A proposta visual da Marcha de Alfama procura unir tradição e modernidade sem perder a linguagem própria das marchas populares. Nos figurinos femininos, os vitrais da Sé surgem estilizados através da cor, do brilho e da impressão em lantejoulas; nos masculinos, o dourado evoca a luz de Lisboa e o trabalho dos douradores.
“O conceito de tradição tem que se manter, mas a inovação também tem que lá estar”, afirma Nuno Lopes, para quem o desafio passa por criar uma imagem atual que continue reconhecível como marcha de Lisboa.
A confeção dos figurinos passa pelo ateliê de Aldina Jesus, onde o trabalho para as marchas avança em pleno a partir de janeiro, com uma equipa interna e o apoio de ateliês externos. Na Marcha de Alfama, a mestra de guarda-roupa trabalha materiais que dão estrutura, volume e brilho às peças, entre tule, crina, lentejoulas e renda, sem perder o rigor do acabamento. “Nós não nos descuidamos do interior. A nossa peça está bonita por dentro como está por fora”, afirma Aldina Jesus, sublinhando que um fato bem concluído também dá segurança aos marchantes no momento de dançar.
Do desenho à prova, da costura à coreografia, a Marcha de Alfama 2026 prepara uma imagem onde a Sé, os vitrais e a luz de Lisboa ganham corpo nos marchantes.

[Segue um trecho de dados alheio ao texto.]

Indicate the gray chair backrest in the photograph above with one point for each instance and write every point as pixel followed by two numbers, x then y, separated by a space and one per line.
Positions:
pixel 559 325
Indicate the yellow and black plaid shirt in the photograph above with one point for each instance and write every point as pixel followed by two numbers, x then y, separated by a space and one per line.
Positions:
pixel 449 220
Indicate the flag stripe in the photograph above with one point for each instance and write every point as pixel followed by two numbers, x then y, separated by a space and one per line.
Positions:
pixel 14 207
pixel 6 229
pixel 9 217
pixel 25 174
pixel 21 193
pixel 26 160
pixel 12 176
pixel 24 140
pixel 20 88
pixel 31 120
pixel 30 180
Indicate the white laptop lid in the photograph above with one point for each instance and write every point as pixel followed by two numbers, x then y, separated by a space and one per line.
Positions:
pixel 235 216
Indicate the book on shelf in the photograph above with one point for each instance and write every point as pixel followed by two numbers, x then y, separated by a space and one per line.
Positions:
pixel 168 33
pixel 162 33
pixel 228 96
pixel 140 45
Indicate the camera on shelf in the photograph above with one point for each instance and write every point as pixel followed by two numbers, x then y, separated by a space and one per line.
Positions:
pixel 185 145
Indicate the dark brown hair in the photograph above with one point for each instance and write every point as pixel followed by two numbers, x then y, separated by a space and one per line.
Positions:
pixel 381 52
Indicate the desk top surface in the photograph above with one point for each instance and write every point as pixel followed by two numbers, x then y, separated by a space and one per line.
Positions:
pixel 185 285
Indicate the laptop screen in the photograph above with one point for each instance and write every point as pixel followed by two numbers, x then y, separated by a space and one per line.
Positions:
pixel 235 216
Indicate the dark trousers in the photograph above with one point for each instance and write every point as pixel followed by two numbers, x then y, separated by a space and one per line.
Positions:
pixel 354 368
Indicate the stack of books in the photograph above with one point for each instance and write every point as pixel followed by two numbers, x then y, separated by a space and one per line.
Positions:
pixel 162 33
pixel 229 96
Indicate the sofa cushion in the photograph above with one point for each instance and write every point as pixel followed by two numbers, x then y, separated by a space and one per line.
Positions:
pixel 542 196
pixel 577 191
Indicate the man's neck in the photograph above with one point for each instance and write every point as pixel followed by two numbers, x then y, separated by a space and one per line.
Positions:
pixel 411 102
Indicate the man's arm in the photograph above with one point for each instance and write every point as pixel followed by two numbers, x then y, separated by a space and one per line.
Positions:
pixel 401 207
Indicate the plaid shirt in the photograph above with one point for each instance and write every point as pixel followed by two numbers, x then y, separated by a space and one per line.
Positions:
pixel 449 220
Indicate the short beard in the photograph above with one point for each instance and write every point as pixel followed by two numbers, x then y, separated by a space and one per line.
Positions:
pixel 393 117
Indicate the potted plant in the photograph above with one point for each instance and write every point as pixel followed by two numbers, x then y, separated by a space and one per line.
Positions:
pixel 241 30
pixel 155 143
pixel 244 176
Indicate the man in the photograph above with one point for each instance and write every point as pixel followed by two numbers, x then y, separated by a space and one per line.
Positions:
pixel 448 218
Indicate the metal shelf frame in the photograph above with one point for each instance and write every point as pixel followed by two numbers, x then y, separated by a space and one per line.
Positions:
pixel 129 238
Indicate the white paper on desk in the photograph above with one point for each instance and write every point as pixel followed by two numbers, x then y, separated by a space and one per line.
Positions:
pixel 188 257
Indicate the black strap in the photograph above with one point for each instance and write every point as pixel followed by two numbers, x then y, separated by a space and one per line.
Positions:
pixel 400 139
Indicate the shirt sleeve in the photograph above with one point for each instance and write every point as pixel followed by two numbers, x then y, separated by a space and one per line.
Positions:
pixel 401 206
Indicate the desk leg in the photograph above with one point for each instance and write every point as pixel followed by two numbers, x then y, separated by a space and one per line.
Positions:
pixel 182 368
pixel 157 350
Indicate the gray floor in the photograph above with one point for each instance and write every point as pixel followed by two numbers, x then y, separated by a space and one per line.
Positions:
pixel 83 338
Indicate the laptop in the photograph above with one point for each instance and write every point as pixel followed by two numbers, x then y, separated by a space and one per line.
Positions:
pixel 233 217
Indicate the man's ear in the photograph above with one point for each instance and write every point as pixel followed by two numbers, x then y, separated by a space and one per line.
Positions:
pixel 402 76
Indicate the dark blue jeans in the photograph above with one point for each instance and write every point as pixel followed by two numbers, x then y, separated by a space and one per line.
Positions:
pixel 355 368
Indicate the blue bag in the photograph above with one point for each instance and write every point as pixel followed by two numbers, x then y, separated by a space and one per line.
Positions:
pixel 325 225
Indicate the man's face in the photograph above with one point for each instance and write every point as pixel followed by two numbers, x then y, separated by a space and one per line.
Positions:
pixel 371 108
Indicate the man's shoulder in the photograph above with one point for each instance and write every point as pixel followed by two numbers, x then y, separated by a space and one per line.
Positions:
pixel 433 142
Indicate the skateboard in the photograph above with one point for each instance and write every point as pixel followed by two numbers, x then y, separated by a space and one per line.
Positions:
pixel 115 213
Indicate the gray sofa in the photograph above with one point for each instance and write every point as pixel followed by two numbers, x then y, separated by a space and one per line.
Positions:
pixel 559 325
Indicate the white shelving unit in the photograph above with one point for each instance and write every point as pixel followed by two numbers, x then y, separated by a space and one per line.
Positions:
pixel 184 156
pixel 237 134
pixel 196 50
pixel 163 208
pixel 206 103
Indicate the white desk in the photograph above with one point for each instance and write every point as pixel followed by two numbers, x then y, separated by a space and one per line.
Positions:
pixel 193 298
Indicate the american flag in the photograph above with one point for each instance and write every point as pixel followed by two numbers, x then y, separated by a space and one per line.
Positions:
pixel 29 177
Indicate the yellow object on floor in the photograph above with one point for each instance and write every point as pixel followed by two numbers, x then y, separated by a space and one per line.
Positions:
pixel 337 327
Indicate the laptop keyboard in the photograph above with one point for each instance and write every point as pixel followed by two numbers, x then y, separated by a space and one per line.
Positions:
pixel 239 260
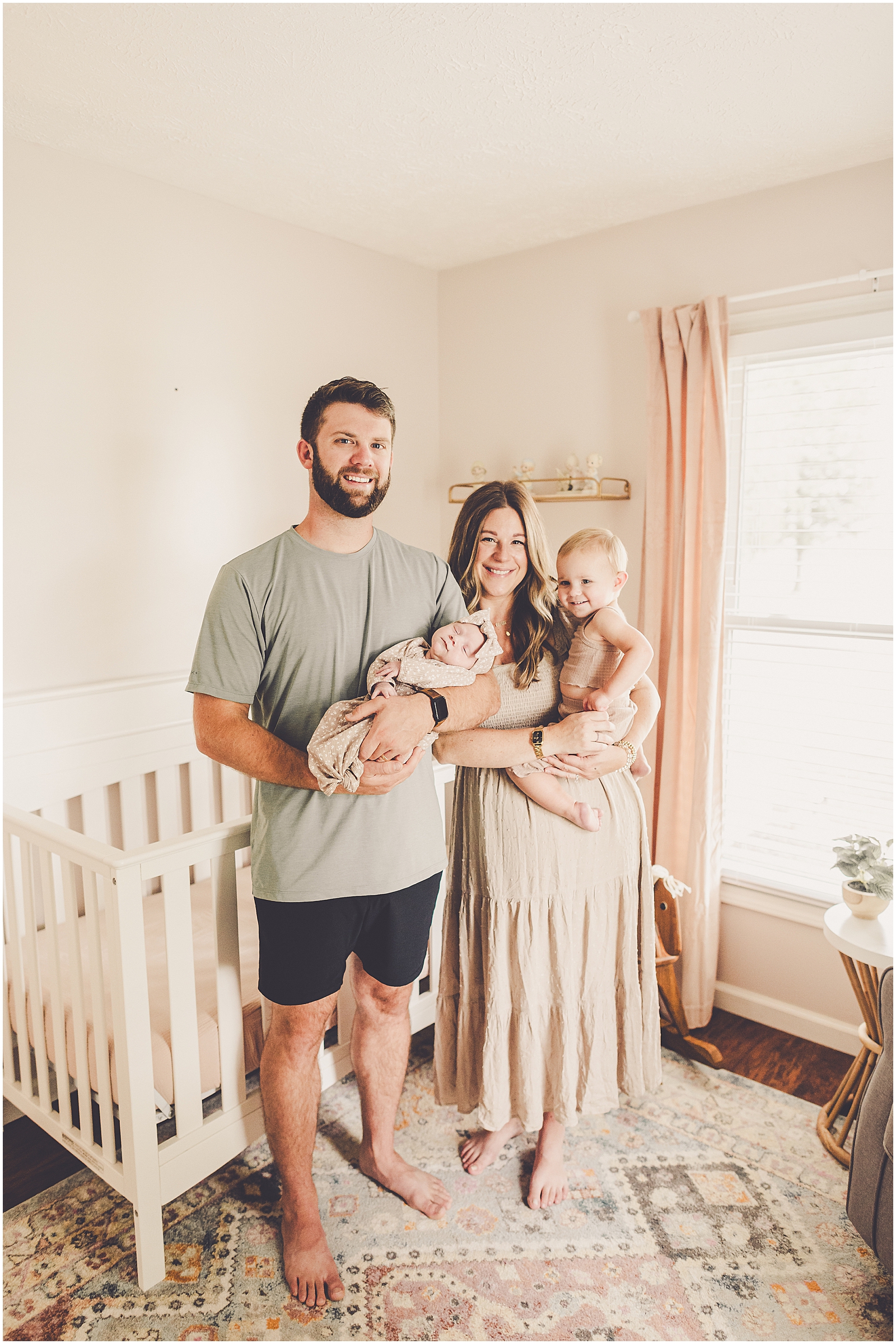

Para Aldina Jesus, esse trabalho exige tempo, disponibilidade e compromisso: “Há falta de costureiras, há falta de profissionais que gostem e que saibam trabalhar e que partilhem desta paixão de querer ter as marchas prontas a qualquer custo.”
Quando chegar à Avenida da Liberdade, Alfama levará consigo meses de criação e confeção, numa marcha que afirma a tradição do bairro através da cor, do brilho e do trabalho feito à mão.